Quarta-Feira, 18 de Julho de 2018

Política
Terça-Feira, 01 de Maio de 2018, 10h:02

CUIABÁ

MPE alega possíveis danos à sociedade para pedir afastamento de prefeito

Na justificativa da ação o promotor de Justiça Clóvis de Almeida Júnior supõe possíveis danos à sociedade cuiabana

Jô Navarro

Secom/Cuiabá

Muita expectativa na prefeitura de Cuiabá, que recebeu na sexta-feira (27-04), véspera do feriado prolongado do Dia do Trabalho, a notícia do pedido do MP de afastamento do prefeito Emanuel Pinheiro (MDB).
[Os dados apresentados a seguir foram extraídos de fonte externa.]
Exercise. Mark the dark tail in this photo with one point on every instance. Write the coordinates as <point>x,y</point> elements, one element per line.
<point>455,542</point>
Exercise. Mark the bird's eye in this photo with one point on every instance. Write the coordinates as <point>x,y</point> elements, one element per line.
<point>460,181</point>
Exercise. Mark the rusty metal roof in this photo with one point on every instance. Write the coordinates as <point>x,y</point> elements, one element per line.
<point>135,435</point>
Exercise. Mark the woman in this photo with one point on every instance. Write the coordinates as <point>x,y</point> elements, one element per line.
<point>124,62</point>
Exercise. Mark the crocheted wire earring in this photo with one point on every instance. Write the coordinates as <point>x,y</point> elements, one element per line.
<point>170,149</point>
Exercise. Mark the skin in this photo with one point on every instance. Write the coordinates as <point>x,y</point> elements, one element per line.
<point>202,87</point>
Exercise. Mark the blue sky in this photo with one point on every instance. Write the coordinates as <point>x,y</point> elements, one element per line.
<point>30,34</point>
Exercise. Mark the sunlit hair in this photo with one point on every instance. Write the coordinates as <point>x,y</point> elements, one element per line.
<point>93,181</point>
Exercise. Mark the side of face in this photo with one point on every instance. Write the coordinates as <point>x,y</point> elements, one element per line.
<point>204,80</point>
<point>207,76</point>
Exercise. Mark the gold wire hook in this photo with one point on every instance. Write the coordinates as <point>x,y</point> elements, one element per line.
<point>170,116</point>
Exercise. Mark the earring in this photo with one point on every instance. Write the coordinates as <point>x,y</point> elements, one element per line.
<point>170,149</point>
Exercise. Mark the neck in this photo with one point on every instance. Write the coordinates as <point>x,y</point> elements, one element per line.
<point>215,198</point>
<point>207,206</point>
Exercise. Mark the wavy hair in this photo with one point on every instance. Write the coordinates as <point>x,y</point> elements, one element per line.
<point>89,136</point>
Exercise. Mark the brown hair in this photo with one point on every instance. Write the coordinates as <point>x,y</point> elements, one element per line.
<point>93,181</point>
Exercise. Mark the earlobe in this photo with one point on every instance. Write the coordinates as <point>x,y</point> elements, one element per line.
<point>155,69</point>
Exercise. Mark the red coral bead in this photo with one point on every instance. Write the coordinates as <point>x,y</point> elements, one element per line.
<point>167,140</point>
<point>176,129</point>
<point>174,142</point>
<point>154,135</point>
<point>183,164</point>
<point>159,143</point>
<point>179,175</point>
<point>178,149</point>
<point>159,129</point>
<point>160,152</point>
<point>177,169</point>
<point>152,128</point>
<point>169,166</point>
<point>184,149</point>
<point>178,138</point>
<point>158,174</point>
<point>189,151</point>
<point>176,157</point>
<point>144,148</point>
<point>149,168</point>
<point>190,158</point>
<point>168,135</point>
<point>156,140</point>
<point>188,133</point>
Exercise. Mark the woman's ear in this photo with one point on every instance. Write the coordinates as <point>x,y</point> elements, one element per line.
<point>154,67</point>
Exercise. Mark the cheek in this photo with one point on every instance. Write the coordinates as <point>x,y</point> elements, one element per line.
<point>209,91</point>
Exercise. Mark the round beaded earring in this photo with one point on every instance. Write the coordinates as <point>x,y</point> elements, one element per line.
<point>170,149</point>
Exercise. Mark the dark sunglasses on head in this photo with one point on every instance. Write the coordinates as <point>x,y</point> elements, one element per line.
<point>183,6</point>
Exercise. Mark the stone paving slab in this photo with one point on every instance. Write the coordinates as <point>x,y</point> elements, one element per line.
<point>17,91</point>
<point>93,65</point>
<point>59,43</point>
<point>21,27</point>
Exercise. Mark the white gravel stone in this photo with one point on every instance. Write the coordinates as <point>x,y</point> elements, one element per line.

Caso seja aceito pelo TJMT, o vice-prefeito Niuan Ribeiro disse que assumirá a gestão do município, apesar de estar trabalhando para disputar uma vaga na Câmara dos Deputados.

Tentamos ouvir o prefeito Emanuel Pinheiro, mas ele não retornou a ligação. O chefe de gabinete do prefeito declarou que não é prudente comentar o pedido de afastamento antes de tomar ciência dos autos. "Creio que seja prudente ter acesso aos autos antes de qualquer manifestação", disse.

A ação é relacionada ao esquema de pagamento de propina a deputados estaduais pelo ex-governador do Estado Silval da Cunha Barbosa. Segundo o MPE, o esquema consistia no pagamento de vantagem ilícita no valor de R$ 600 mil, divididos em 12 parcelas mensais de R$ 50 mil cada. À época Emanuel Pinheiro exercia mandato de deputado estadual e foi filmado guardando maços de dinheiro no paletó. Ele alega que o dinheiro era de uma dívida do governador com seu irmão Popó, sócio de uma empresa de pesquisas.

Segundo o Núcleo de Combate à Corrupção (Naco), o prefeito deve ser afastado considerando que  “não reúne os requisitos morais necessários para continuar no exercício da função de prefeito do Município de Cuiabá, já que o cargo ocupado lhe permite acesso a uma posição em que poderia causar grandes danos à sociedade que representa. Além disso, tal posição lhe permite acesso a uma série de entraves que poderiam vir a prejudicar a instrução processual e o desenvolvimento do processo judicial”.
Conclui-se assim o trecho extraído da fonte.